By William Wolf

UP AND DOWN  Send This Review to a Friend

Director Jan Hrebejk’s view of the Czech Republic in the post-Communist era doesn’t seem much like the Czechoslovakia I visited when it was under Communist control and on another occasion just before the big upheaval. He and screenwriter Peter Jarchovsky see Prague as rife with thieves, illegal immigrant and racists. True, there is also the mix of family problems that exist under any system, but the film attempts a panorama of bits and pieces of contemporary life, and together, they provide an overview.

“Up and Down” therefore is disjointed, although some of the characters come together in different ways. The central family undergoing stress includes a wife whose much older husband is discovered to have a brain tumor and require surgery, the professor’s bitter ex-wife who resents his marriage to the younger, more attractive woman, and the professor’s son with his former wife. The son had an affair with the woman who was to become his stepmother when she chose the father for her husband instead of the youth. Complicated?

Most interesting is the role of the son, Martin, played by Petr Forman, in real life the son of renowned Czech director Milos Forman, who was a major force in the revitalization of Czech films in the 1960s. The younger Forman is quite handsome in a rough-hewn way and suited to playing the rebellious Martin, who has moved to Australia where he has a happy life with a wife and child.
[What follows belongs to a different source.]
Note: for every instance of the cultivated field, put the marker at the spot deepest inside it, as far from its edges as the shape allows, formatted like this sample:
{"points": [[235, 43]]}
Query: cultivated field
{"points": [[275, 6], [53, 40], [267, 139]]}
He returns to Prague to visit his ailing father, as well as his complaining, resentful mother.

There is comic relief provided by bumbling thieves who masquerade behind a pawn shop, as well as comedy with underlying sadness involving a woman so desperate for a baby that she wants to kidnap one, and her dunce of a soccer-loving husband with a jail record who cannot find a job he can hold. All of these roles have been well cast.

Striking an added note of realism, director Hrebejk has cast Vaclav Havel playing himself in a cameo. “Up and Down” is mostly up when it comes to being entertaining in its view of life in the Czech Republic even though as a whole the film is not as deep as it might be. A Sony Pictures Classics release.